The Fair Housing Act prohibits a range of discrimination against people with disabilities.
The law prohibits blatant discrimination, such as a landlord deciding not to rent a unit to a person with a wheelchair, or a person living with AIDS, because the landlord does not wish to be “bothered” with such individuals. The law also prohibits a landlord from refusing to allow a tenant to make reasonable modifications to a residence that will allow the tenant access to the unit. Finally, the law requires a landlord to make reasonable accommodations to rules, policies, and practices that will ensure housing is made available to people with disabilities. For example, a landlord must make an exception to a “no pets” rule in order to accommodate a blind individual who needs a seeing-eye dog. Ensuring that reasonable accomodations and modifications are made is critical to achieving real equality and full access to housing for people with disabilities.
The FHA also prohibits discrimination in the application of local zoning laws.
An important application of the FHA’s anti-discrimination protection for people with disabilities occurs in the area of zoning. While the FHA does not preempt zoning laws, it does require that zoning laws not be applied in a discriminatory manner (e.g., a law that requires only group homes for people with disabilities to comply with a special hearing procedure). The law also requires that states and localities make reasonable accommodations to rules and procedures, such as granting variances to local zoning laws, in order to level the playing field so group homes for people with disabilities can locate in residential neighborhoods. Again, such accommodations are essential for real equality and access in housing for people with disabilities.
The Fair Housing Act’s protections do not strip localities of their power to regulate local land use.

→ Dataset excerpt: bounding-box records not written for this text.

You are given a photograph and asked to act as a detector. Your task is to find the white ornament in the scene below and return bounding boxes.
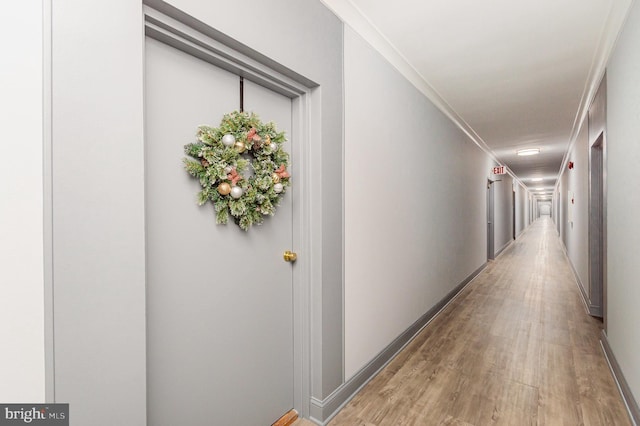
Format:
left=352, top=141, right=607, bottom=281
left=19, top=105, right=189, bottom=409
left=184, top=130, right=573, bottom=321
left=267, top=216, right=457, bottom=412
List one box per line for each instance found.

Localities may require group homes for people with disabilities to go through a legitimate nondiscriminatory process for requesting a variance or obtaining a siting permit, if applicable. In addition, localities are not required to make accommodations that would impose an undue financial or administrative burden on the locality or that would undermine the essential purpose of a local zoning scheme. For example, a community need not grant a variance for an off-street parking places requirement for a group home if it can show the home would result in an unacceptable increase in traffic or noise in the neighborhood (See, e.g., Bryant Woods Inn, Inc. v. Howard County, 124 F.3d 597 (4th Cir. 1997)). Similarly, a city may refuse to grant a variance to a group home if members of the group home would pose a “direct threat” to the health or safety of others.
The Fair Housing Act is a critical civil rights law that allows people with disabilities to live independently in their communities.
Before 1988, prospective tenants and homeowners with disabilities were shut out of the housing market, and even excluded from certain neighborhoods, on the basis of ignorance, bias, and fear. With the protection of the Fair Housing Act, people with disabilities are guaranteed an equal opportunity to choose where to live, free from such invidious discrimination and harassment.
The FHA currently includes the right balance between protecting the rights of persons with disabilities and the rights of landlords, homeowners, states, and localities. The FHA needs to be supported, not diluted.